Sunday, 07 June 2020


Ka Tito Au was extraordinary

“Ka Tito Au, Kupe’s Heroic Journey,” a play by award-winning playwright Apirana Taylor, was performed in the Whitianga Town Hall on Friday 5 April. The play was performed by actor Tola Newbery and directed by Murray Lynch and was brought to Whitianga by Creative Mercury Bay with financial assistance from the Lottery Tuia - Encounters 250 Programme. Informer contributor Pamela Ferla attended the performance.

There is entertainment and there is the extraordinary. “Ka Tito Au, Kupe’s Heroic Journey” was the latter.

About 120 people were treated to this challenging contemporary monologue in the Whitianga Town Hall after a welcome by Joe Davis, kaumatua of Ngati Hei. Joe outlined the significance of Kupe in Maori folklore and set the mood for the performance.

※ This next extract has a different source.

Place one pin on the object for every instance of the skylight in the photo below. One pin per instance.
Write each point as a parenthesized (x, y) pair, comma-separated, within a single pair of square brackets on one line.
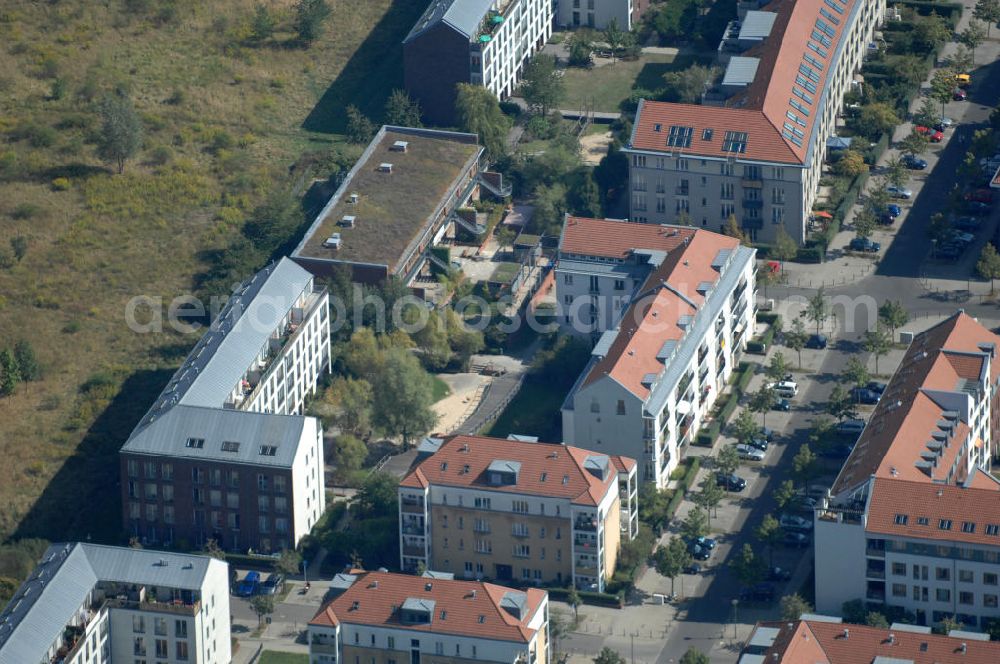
[(679, 136), (735, 141)]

Maori oral history says that Kupe voyaged from what is now French Polynesia, around AD925, in pursuit of a giant octopus that was decimating his people’s fishing grounds. While chasing the octopus, he came across and explored Aotearoa. Whitianga and Hauraki are said to be among places he visited. After killing the octopus, Kupe returned home to his islands and persuaded his people to migrate to the promising new land.

The brave challenge of telling Kupe’s story in a solo performance was taken on by Tola Newbery, who gave a remarkable performance, fresh and alive with energy and passion, keeping the audience focused and fascinated by this man, Kupe. 

Tola Newbery is a name to remember. He took us on a journey, the telling of Kupe’s story - as a person and as a god - through strong drama, light humour and pleasing choreography.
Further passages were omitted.